Want a piece of the action? Follow this buying guide, and find the gear you need for your own EDM production setup!
DAWs: Recording and Sequencing Software
At the center of your EDM production rig is your digital audio workstation (DAW) software running on your Mac or PC. This is where you arrange your tracks and compose your music. Each DAW comes with its own array of recording, editing, sequencing and sound processing tools, and can also host third-party "plug-in" applications, extending the capabilities of the software.

It's important to note that all DAWs "sound" pretty much the same, since they're simply a means of capturing and playing back digital data. What differentiates one DAW from another is its specific workflow and features. Choose a DAW that suits your creative process. If you're doing a lot of loop-based composition, you'll want a DAW with a non-linear workflow and solid time-stretching tools. If you're a classically trained musician, you may need a DAW that displays musical notation.

Check out each of the software titles below to get a sense of how each DAW looks and feels. Once you've honed in on what works best for you, you can move on to choosing some third-party plugins that will help expand and customize your sound.
Audio Effects Plug-ins
Plug-ins are small add-on applications that can be "inserted" on tracks within your DAW. While your DAW will come with an array of sound editing and composition tools, these third-party applications can expand your sonic palette. You can't have too many!

Audio effects plug-ins can give you entirely new, experimental sounds, or emulate the classic outboard gear found in studios, like compressors, limiters, reverbs, and so on.
Virtual Instrument Plug-ins
Virtual instrument plug-ins give you the tools to create fully orchestrated compositions entirely "in the box." Sample-based virtual instruments -- such as Spectrasonics Stylus RMX Xpanded -- come with libraries of sampled sounds and loops you can trigger via MIDI. For more sophisticated sound-sculpting, software synthesizer virtual instruments like Spectrasonics Omnisphere 2 give you the tools to generate new sounds from scratch, and mangle samples into something new. Want to go bigger? A software suite like Native Instruments Komplete will stock your DAW with a huge library of sample-based virtual instruments and software synths, as well as audio effects plug-ins.

Your virtual instruments are driven by MIDI data that you sequence in your DAW. Sure, you could build beats by entering notes one by one on the grid.
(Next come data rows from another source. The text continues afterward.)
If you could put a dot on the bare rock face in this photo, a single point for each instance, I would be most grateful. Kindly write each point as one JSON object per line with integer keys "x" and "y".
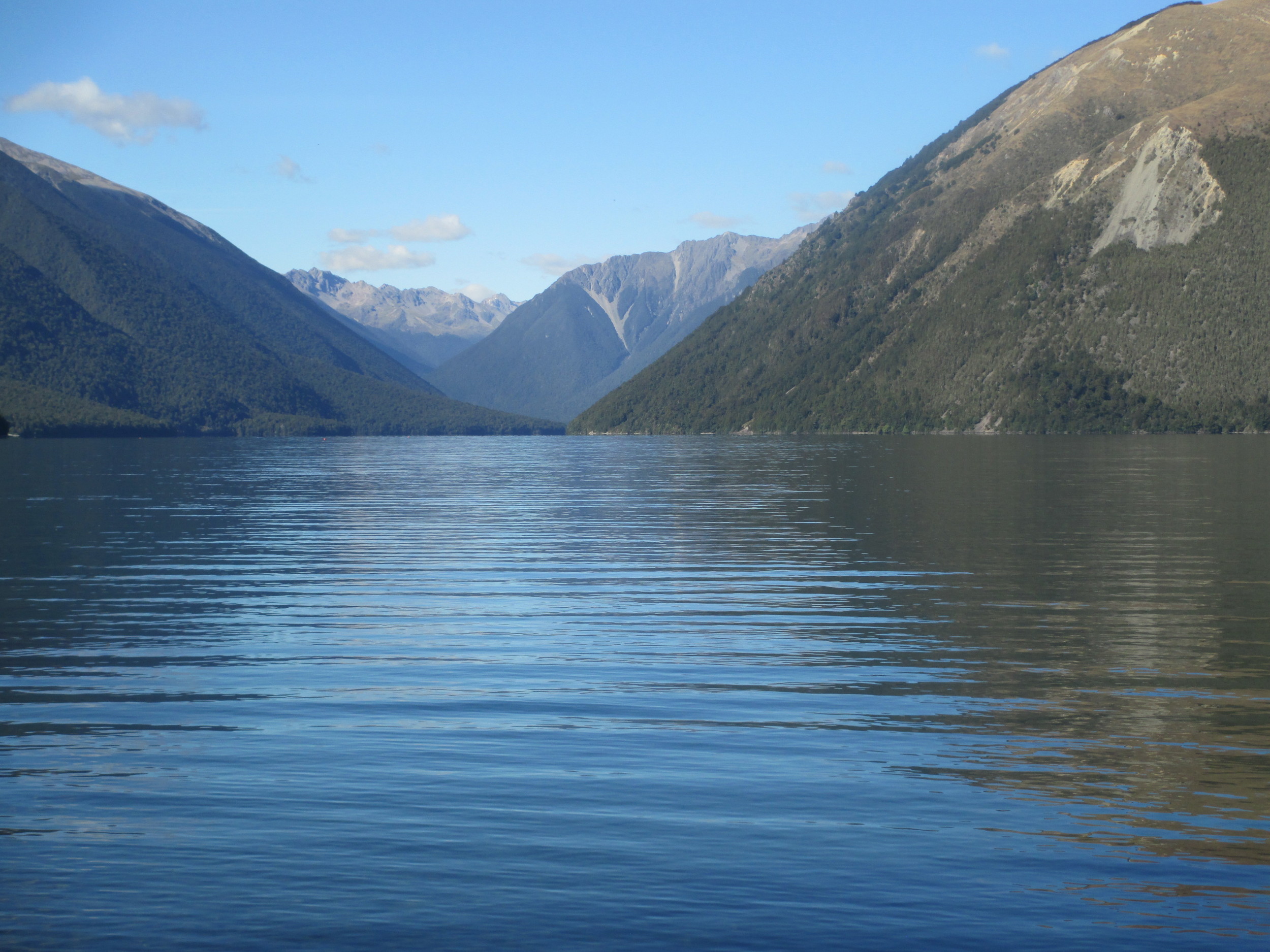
{"x": 1169, "y": 194}
{"x": 601, "y": 324}
{"x": 1083, "y": 254}
{"x": 428, "y": 325}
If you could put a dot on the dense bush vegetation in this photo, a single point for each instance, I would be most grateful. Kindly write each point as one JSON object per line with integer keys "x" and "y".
{"x": 1033, "y": 336}
{"x": 117, "y": 316}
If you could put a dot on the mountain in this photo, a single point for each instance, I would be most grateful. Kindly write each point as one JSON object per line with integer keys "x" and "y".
{"x": 427, "y": 325}
{"x": 601, "y": 324}
{"x": 120, "y": 315}
{"x": 1089, "y": 252}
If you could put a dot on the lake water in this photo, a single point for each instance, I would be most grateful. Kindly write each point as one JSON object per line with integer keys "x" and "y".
{"x": 636, "y": 694}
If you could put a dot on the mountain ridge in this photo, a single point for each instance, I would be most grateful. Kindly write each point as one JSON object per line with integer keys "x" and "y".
{"x": 1077, "y": 255}
{"x": 126, "y": 309}
{"x": 600, "y": 324}
{"x": 427, "y": 325}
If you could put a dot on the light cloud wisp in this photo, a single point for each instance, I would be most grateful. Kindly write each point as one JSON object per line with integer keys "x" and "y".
{"x": 121, "y": 118}
{"x": 477, "y": 292}
{"x": 290, "y": 169}
{"x": 813, "y": 206}
{"x": 709, "y": 220}
{"x": 367, "y": 258}
{"x": 555, "y": 266}
{"x": 435, "y": 227}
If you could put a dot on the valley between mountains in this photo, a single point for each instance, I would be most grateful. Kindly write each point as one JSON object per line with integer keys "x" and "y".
{"x": 1088, "y": 253}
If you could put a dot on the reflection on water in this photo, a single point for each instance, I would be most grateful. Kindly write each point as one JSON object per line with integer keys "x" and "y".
{"x": 636, "y": 694}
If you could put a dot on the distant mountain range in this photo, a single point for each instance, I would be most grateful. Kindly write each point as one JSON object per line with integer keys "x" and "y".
{"x": 601, "y": 324}
{"x": 120, "y": 315}
{"x": 1088, "y": 253}
{"x": 426, "y": 325}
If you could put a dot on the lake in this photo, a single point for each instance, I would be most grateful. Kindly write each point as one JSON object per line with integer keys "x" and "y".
{"x": 636, "y": 694}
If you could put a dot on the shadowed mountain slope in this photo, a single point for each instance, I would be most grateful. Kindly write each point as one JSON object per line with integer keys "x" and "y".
{"x": 601, "y": 324}
{"x": 1086, "y": 253}
{"x": 118, "y": 313}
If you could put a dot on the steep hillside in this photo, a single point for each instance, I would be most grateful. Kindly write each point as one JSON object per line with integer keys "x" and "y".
{"x": 1086, "y": 253}
{"x": 426, "y": 325}
{"x": 601, "y": 324}
{"x": 118, "y": 313}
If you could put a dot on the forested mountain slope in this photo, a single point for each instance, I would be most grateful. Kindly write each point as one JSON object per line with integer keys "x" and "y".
{"x": 601, "y": 324}
{"x": 1090, "y": 252}
{"x": 121, "y": 315}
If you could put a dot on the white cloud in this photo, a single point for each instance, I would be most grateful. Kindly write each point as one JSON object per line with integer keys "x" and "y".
{"x": 290, "y": 169}
{"x": 367, "y": 258}
{"x": 709, "y": 220}
{"x": 435, "y": 227}
{"x": 123, "y": 118}
{"x": 477, "y": 292}
{"x": 813, "y": 206}
{"x": 555, "y": 266}
{"x": 992, "y": 51}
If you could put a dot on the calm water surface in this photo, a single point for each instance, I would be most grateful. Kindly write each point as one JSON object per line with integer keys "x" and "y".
{"x": 703, "y": 694}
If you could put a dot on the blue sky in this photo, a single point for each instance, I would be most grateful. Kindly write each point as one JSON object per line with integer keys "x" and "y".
{"x": 494, "y": 144}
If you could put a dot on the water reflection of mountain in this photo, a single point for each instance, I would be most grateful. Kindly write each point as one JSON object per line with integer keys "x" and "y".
{"x": 1114, "y": 620}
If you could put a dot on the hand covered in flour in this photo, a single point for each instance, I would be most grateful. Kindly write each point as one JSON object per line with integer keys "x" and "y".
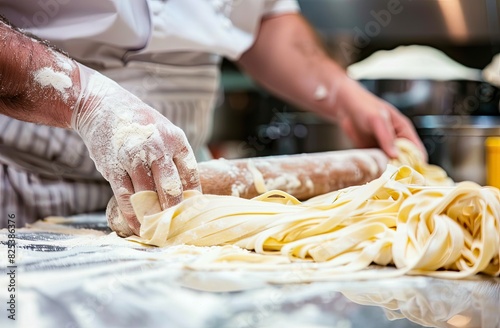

But if you want to play your virtual instruments in real time, a MIDI controller is the way to go.
MIDI Controllers: Keyboards and Drum Pads
If you're producing electronic dance music, you'll likely be spending a lot of time with your MIDI controller -- so the way it feels under your hands is important! Pianists will appreciate semi-weighted keys, but some artists prefer springier "synth-action" keys. For experienced keyboardists, we recommend a keyboard MIDI controller with at least 49 keys, so you can comfortably play two-handed.

Ableton producers will get the most mileage out of a pad controller made for Ableton Live, like the Ableton Push controller. If you need a simpler pad MIDI controller for laying down drum grooves, try the PreSonus Atom.
Groovebox-Style Hardware and Drum Machines
The Native Instruments Maschine MK3 and the Akai Force gives you a touchscreen, velocity-sensitive illuminated drum pads, knobs, and transport controls -- along with powerful sequencing software for your host computer, and extensive sample libraries. With these groovebox-style hardware/software setups, you won't even need separate DAW software -- although you can also run Maschine or MPC as a plug-in within your DAW.

Modern drum machines like the Roland TR-8S deliver even more hands-on beat-making bliss. The TR-8S generates fat virtual-analog synth-drum sounds, and outputs 14 channels of audio over USB for integration with your DAW. Another super-modern groovebox, the Korg Electribe lets you create complex 16-part patterns with its 400 built-in sounds -- drums, basses and leads -- with hands-on control over those cool Korg effects with the Kaoss-style touchpad. The Electribe even export your sequences as Ableton Live Sets.
Audio Interfaces
A robust audio interface is a must if you're planning on recording any analog sound sources -- such as vocals through an XLR microphone, or a 1/4" output from a guitar. And the interface you choose will have a definite impact on your sound. That's why it's a good idea to invest in the best audio interface you can afford.

If you're doing EDM production with a lot of audio effects and virtual instruments, you're likely to run up against the limits of your computer's processing power. Universal Audio's Apollo series to the rescue: these audio interfaces' dedicated DSP chips are made to handle DSP-hungry UAD-2 plug-ins, taking the load off your host machine.